Tim’s Quick Answer: A dye sublimation printer is a printer that uses solid dyes that are converted to a gaseous form and then impregnated into the surface of the paper. The result is a print that is more durable than other types of prints where the ink sits on the surface of the paper.
More Detail: In many respects, dye sublimation printers are very well suited for photographic prints. As noted above, prints made with a dye sublimation printer tend to be more durable than other types of prints, because the dyes are impregnated into the paper and thus better protected from the elements.
In addition, because dye sublimation printers employ dyes that are applied to paper in a gaseous form, these printers are a true continuous tone printer. A photo inkjet printer, by contrast, must apply many small ink droplets of varying colors and sizes to produce smooth gradations of tone and color. Dye sublimation printers produce smoother gradations because they are truly continuous tone, without the use of individual “dots”.
These attributes make dye sublimation printers an excellent choice for a variety of photo printing applications. As noted in the latest episode of Tim Grey TV (https://youtu.be/EaTgqyke-9I), one such use is for the creation of photo buttons. With a dye sublimation print you don’t even need to use the clear plastic sheet that would otherwise be necessary to protect the photo being applied to the button.

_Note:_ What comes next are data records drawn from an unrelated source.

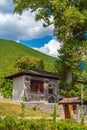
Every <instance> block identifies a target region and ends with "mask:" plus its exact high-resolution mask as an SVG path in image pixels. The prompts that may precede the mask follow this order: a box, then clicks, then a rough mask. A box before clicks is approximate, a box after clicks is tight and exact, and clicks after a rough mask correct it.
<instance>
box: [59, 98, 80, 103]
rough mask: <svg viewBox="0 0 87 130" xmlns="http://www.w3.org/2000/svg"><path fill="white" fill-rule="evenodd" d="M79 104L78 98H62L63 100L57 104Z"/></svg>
mask: <svg viewBox="0 0 87 130" xmlns="http://www.w3.org/2000/svg"><path fill="white" fill-rule="evenodd" d="M79 103H81V99H80V97H71V98H64V99H63V100H61V101H59V104H79Z"/></svg>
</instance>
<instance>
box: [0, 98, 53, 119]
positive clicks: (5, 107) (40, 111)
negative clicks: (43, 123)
mask: <svg viewBox="0 0 87 130" xmlns="http://www.w3.org/2000/svg"><path fill="white" fill-rule="evenodd" d="M21 113H22V110H21V105H20V103H17V102H13V101H8V100H0V116H1V117H3V116H9V115H13V116H14V115H15V116H17V117H18V116H21ZM24 116H25V117H33V118H34V117H43V118H45V117H46V118H47V117H49V116H50V114H49V113H46V112H41V111H39V110H33V109H30V108H25V109H24Z"/></svg>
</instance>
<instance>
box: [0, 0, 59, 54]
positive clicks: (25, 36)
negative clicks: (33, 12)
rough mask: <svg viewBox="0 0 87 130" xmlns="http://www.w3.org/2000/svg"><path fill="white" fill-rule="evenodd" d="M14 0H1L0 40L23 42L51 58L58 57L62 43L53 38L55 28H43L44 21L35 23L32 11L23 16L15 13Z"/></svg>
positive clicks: (25, 12) (49, 26)
mask: <svg viewBox="0 0 87 130" xmlns="http://www.w3.org/2000/svg"><path fill="white" fill-rule="evenodd" d="M13 9H14V4H13V0H0V39H9V40H14V41H18V42H21V43H22V44H24V45H26V46H30V47H32V48H35V49H37V50H39V51H42V52H44V53H46V54H49V55H51V56H57V55H58V53H57V50H58V49H59V48H60V43H59V42H57V41H56V39H54V37H53V29H54V26H53V25H51V26H49V27H47V28H44V27H43V26H42V21H38V22H36V21H35V19H34V18H35V14H34V13H31V12H30V11H26V12H24V13H23V14H22V15H21V16H20V15H18V14H14V13H13Z"/></svg>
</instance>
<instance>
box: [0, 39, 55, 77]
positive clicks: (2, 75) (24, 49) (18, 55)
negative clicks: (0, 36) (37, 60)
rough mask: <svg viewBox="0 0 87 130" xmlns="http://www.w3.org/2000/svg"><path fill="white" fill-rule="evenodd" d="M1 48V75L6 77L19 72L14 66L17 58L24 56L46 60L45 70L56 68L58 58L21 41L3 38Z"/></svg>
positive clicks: (0, 66)
mask: <svg viewBox="0 0 87 130" xmlns="http://www.w3.org/2000/svg"><path fill="white" fill-rule="evenodd" d="M0 48H1V51H0V77H5V76H7V75H9V74H13V73H15V72H17V70H16V69H15V67H14V65H15V63H16V60H17V59H18V58H21V57H24V56H30V57H35V58H40V59H42V60H43V61H44V69H45V70H47V71H53V70H54V61H55V60H56V58H53V57H51V56H48V55H45V54H43V53H41V52H39V51H36V50H34V49H32V48H29V47H26V46H24V45H22V44H20V43H17V42H14V41H9V40H2V39H1V40H0Z"/></svg>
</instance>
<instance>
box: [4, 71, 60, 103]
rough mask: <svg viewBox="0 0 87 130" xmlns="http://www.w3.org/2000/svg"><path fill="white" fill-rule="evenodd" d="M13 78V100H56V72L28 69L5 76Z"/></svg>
mask: <svg viewBox="0 0 87 130" xmlns="http://www.w3.org/2000/svg"><path fill="white" fill-rule="evenodd" d="M6 78H7V79H11V80H13V97H12V99H13V100H15V101H20V100H22V99H24V101H26V102H29V101H47V102H49V103H54V102H58V100H59V97H58V91H59V76H58V75H57V74H56V73H51V72H46V71H40V70H34V69H28V70H25V71H22V72H19V73H16V74H13V75H10V76H8V77H6Z"/></svg>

Of course, there are drawbacks to dye sublimation printers as well. In most cases dye sublimation printers are only able to print at a single paper size, which can be a significant limitation in many cases. In addition, dye sublimation printers tend to be a little slower than other types of printers, in part because of the multiple passes required to produce the final print.
These days I consider dye sublimation printers to be a specialty printer that is an excellent choice for certain applications, but not necessarily an ideal choice for all photographic situations.